I have carefully reviewed all the comments from other reviewers and the corresponding responses from the authors. However, based on the reasons outlined above, I maintain my original rating.
This paper investigates a highly novel attack in neural network inference by exploiting subtle numerical discrepancies arising from different linear algebra backends (e.g., Intel MKL, Nvidia CUDA, Apple Accelerate). Specifically, this work introduces the concept of "Chimera examples": inputs crafted to produce conflicting predictions across backends. Additionally, a defense mechanism is provided to mitigate these attacks. The empirical evaluation across several datasets and models is provided to support its claim.

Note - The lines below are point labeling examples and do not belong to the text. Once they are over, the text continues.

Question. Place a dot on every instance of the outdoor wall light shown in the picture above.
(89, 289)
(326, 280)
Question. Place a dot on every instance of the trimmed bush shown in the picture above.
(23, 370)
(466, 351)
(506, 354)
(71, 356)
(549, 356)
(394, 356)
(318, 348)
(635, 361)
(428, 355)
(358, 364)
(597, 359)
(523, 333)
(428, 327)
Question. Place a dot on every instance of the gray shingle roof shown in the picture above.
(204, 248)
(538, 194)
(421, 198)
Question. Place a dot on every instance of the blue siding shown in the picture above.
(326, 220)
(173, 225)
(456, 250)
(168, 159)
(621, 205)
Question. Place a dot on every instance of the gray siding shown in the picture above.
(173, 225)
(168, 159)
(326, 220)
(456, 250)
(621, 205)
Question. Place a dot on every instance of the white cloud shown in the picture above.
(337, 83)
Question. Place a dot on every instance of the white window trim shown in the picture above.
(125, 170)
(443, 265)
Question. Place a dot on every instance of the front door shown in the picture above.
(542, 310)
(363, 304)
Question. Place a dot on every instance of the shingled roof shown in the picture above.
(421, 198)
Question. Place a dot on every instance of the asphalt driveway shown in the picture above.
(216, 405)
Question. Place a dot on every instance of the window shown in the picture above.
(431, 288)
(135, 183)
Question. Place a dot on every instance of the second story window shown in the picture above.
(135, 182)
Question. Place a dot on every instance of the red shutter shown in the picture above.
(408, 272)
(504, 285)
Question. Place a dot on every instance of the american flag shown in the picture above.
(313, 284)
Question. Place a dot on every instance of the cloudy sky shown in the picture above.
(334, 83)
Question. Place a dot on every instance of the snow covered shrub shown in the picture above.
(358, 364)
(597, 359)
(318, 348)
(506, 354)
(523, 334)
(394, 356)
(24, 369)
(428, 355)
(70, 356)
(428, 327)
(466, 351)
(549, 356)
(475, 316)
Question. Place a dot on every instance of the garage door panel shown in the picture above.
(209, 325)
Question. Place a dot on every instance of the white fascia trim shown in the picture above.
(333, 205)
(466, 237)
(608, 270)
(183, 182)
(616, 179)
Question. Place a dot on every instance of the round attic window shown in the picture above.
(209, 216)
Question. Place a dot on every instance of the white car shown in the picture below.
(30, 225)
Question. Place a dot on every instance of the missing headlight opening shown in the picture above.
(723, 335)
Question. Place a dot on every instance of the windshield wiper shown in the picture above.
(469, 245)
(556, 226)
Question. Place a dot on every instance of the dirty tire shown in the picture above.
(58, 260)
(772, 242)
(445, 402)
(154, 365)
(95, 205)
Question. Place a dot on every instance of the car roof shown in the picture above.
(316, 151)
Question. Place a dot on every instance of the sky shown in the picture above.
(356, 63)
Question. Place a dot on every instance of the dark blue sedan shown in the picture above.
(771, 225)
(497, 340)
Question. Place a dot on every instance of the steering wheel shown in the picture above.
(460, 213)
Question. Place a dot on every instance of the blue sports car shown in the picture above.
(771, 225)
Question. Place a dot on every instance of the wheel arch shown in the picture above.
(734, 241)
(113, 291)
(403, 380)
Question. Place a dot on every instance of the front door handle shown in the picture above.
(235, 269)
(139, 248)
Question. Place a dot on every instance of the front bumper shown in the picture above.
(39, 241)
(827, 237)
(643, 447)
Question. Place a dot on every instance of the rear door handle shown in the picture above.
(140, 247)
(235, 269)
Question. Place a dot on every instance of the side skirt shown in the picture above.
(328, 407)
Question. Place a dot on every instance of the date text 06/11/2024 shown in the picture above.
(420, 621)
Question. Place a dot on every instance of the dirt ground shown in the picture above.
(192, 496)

Overall, the reviewers strongly appreciate the strong novelty of this paper, as it brings attention to an underexplored vulnerability caused by backend-specific floating point differences. Additionally, reviewers are happy to see its practical implications under different experiment settings. But meanwhile, some concerns are raised, including: 1) larger models should be analyzed; 2) some other defense strategies (e.g., weight randomization) should be considered; 3) further analysis about cuBLAS is needed; 4) some key components of this attack algorithm (e.g., reparameterization, project function) need further clarifications; 5) its technical part is not significantly novel compared to prior PGD-like attacks.
The rebuttal addressed many of these concerns. Three reviewers ultimately voted positively, while Reviewer ava8 expressed reservations regarding low VGG accuracy, the absence of evaluations with adversarially trained models, and perceived limited novelty in the discussion. However, these points were rebutted by Reviewer WNoZ, who argued that the VGG variant used was smaller than standard and underscored the significant novelty and practical security implications of the study.
The AC concurs with Reviewer WNoZ and the other positive reviewers, recognizing the study as a valuable contribution that sheds new light on robustness from the perspective of linear algebra backend dependencies. Therefore, the AC recommends accepting this submission.